The CDSs within the Liftoff and miniprot annotations are grouped in the 5′ to 3′ direction. The CDS groups are represented as GLi and GMi, respectively, for LiftOff and miniprot, where i denotes the ith group in that annotation (Fig. 1D).

The grouping process begins with the first CDS in each annotation and continues until reaching the endpoints of the downstream CDS in Liftoff and miniprot, where the number of aligned amino acids from the reference protein is equal. This forms the first CDS group in Liftoff, denoted as GL1, and the first CDS group in miniprot, denoted as GM1. Subsequent groups start from the previous endpoint in both Liftoff and miniprot, extending until the number of aligned amino acids from the reference protein matches for both annotations again. These subsequent groups are represented as GL2 and GM2, respectively. The grouping process concludes upon reaching the last CDS in both annotations (for more details, see Algorithm S3).

Within each group, GLi or GMi, we calculate the partial protein sequence identity and select the group with higher protein sequence identity score (Fig. 1D; Algorithm S4). In case of a tie, LiftOn prioritizes the Liftoff annotation, GLi, so that it will include UTRs in its output.
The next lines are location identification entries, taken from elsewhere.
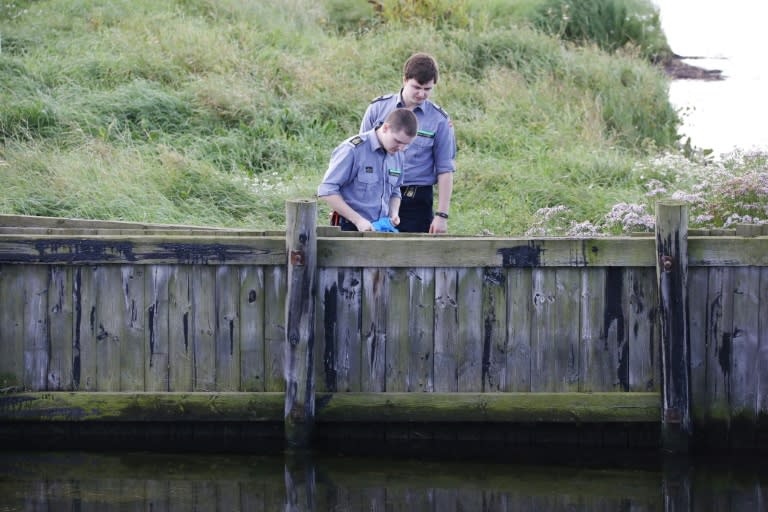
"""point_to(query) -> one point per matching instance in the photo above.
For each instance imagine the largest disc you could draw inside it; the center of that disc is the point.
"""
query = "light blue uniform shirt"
(364, 175)
(433, 150)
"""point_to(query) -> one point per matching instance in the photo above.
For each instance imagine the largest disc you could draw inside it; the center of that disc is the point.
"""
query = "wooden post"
(301, 249)
(672, 276)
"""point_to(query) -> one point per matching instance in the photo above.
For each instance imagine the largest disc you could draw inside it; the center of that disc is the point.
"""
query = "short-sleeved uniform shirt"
(433, 150)
(364, 175)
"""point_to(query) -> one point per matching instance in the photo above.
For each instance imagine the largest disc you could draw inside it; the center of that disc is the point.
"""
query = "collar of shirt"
(401, 102)
(373, 141)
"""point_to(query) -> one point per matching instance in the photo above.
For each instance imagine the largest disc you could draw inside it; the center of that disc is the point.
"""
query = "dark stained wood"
(301, 247)
(672, 276)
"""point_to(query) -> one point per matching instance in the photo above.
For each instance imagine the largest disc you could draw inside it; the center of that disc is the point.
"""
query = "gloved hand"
(384, 224)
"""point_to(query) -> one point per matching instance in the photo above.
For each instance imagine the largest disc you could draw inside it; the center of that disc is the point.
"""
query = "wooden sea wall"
(122, 307)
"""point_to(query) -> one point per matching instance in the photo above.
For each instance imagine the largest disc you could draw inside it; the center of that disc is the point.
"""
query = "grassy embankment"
(211, 112)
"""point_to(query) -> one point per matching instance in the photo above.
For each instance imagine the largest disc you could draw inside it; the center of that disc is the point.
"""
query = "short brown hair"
(422, 67)
(403, 120)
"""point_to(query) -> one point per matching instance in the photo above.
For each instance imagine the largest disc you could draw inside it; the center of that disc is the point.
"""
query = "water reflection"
(162, 482)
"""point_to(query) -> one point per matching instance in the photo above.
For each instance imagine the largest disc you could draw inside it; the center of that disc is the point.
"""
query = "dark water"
(81, 481)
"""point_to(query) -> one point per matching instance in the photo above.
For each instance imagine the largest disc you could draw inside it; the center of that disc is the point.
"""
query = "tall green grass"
(215, 112)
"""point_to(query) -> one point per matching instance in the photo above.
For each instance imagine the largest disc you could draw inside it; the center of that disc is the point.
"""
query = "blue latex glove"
(384, 224)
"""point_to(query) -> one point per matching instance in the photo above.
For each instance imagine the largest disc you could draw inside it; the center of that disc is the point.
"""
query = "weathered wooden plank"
(157, 333)
(698, 318)
(60, 314)
(35, 329)
(204, 328)
(348, 341)
(374, 325)
(470, 329)
(138, 250)
(483, 252)
(132, 340)
(181, 325)
(11, 326)
(488, 407)
(421, 329)
(719, 343)
(642, 330)
(84, 347)
(334, 407)
(762, 365)
(727, 251)
(301, 246)
(566, 337)
(107, 326)
(596, 354)
(227, 330)
(398, 320)
(252, 320)
(275, 288)
(519, 308)
(446, 330)
(544, 375)
(35, 221)
(325, 329)
(494, 314)
(745, 343)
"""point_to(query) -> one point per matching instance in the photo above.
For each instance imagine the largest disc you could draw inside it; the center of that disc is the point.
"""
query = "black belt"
(410, 190)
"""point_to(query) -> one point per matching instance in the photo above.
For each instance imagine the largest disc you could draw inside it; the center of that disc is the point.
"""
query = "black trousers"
(416, 209)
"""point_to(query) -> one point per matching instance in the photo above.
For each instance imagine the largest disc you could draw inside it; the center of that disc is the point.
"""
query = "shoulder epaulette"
(381, 98)
(439, 109)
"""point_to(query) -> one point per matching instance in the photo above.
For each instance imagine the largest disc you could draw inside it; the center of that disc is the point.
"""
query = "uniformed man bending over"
(429, 160)
(362, 183)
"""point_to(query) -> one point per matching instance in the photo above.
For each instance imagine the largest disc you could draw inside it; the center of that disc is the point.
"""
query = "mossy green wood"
(275, 287)
(12, 326)
(156, 334)
(494, 317)
(204, 328)
(252, 295)
(374, 329)
(488, 407)
(519, 307)
(134, 351)
(334, 407)
(745, 344)
(60, 314)
(227, 293)
(398, 321)
(470, 329)
(141, 406)
(181, 354)
(446, 330)
(421, 329)
(143, 250)
(448, 251)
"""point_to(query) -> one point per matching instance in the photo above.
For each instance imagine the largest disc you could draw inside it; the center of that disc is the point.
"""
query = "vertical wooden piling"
(672, 275)
(301, 250)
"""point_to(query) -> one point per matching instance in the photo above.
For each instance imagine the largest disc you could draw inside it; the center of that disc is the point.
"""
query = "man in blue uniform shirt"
(429, 160)
(362, 183)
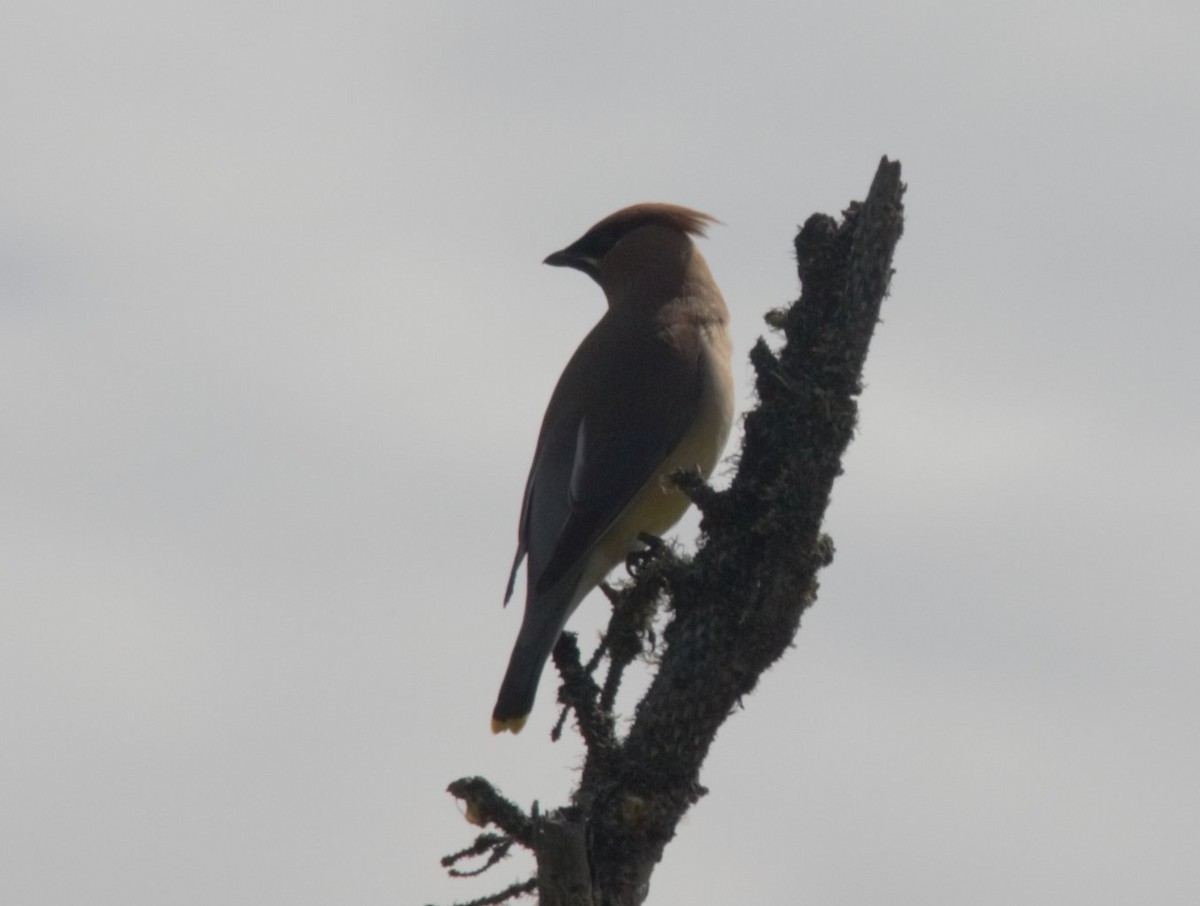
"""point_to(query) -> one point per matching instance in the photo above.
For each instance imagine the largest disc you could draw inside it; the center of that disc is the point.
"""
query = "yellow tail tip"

The selected group of CDSs is represented by GSELi. All CDSs in GSELi are then concatenated to form the final LiftOn transcript, as shown in Figure 1E. This transcript is an ordered sequence of CDSs sourced from either Liftoff or miniprot, with the goal of maximizing protein similarity to the reference protein. This approach is particularly effective in addressing issues such as in-frame indels or mis-splicing that may arise from misalignments, as illustrated in Figure 1A.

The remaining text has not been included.